Alla sorella comunicava: “Io scrivo e studio per dimenticare me stesso, per distrarmi dalla disperazione”. In questo pensiero si potrebbe leggere tutto il malessere di fondo che lo attanagliava in quella vita infernale attraversata tante volte dalla speranza di morire e dal pensiero del suicidio, dal quale si era salvato per non lasciare i figli soli con la madre folle e, verosimilmente, proprio grazie alla sua solitudine e alla forza della scrittura che rappresentava uno scendere negli abissi per chiedere alla morte il senso della vita stessa. Aveva scelto di cedere alla malattia della moglie e, addirittura, si era spesso rifiutato di considerarla realmente malata, negando perfino i suoi deliri e chiudendosi sempre di più ma sempre alla sorella confidava di come quella malattia, con il tempo, fosse diventata la malattia dell’intera famiglia; sia lui che i figli ne pativano le conseguenze e, probabilmente, l’episodio più eclatante fu quando la moglie, in preda a una delle sue crisi più terribili, colpì la figlia e questa, in un momento di sconforto cercò di togliersi la vita, salvatasi solo per caso. Lietta, quindi, era diventata la figlia che ha avvicinato il senso del suicidio, mentre i due maschi, erano il volto della rabbia e della malinconia, tutto il malessere vissuto dall’intera famiglia porta a vivere un rapporto tumultuoso tra Pirandello e i figli, tra conflitti e rotture.
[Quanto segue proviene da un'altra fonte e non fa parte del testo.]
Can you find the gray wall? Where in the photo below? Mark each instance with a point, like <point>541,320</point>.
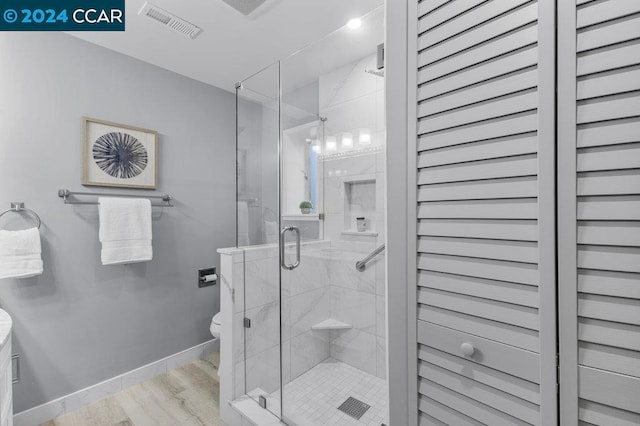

Pirandello ha bene interpretato la crisi dell’uomo contemporaneo e con lui si continua a riflettere, a porsi domande che, il più delle volte, restano senza risposte ma semplificando molto il suo pensiero appare nitido il concetto della variabilità e arriva forte il messaggio di mettere giù la maschera essendo sé stessi, senza convenienze sociali e ipocrisia, anche a costo di apparire folli.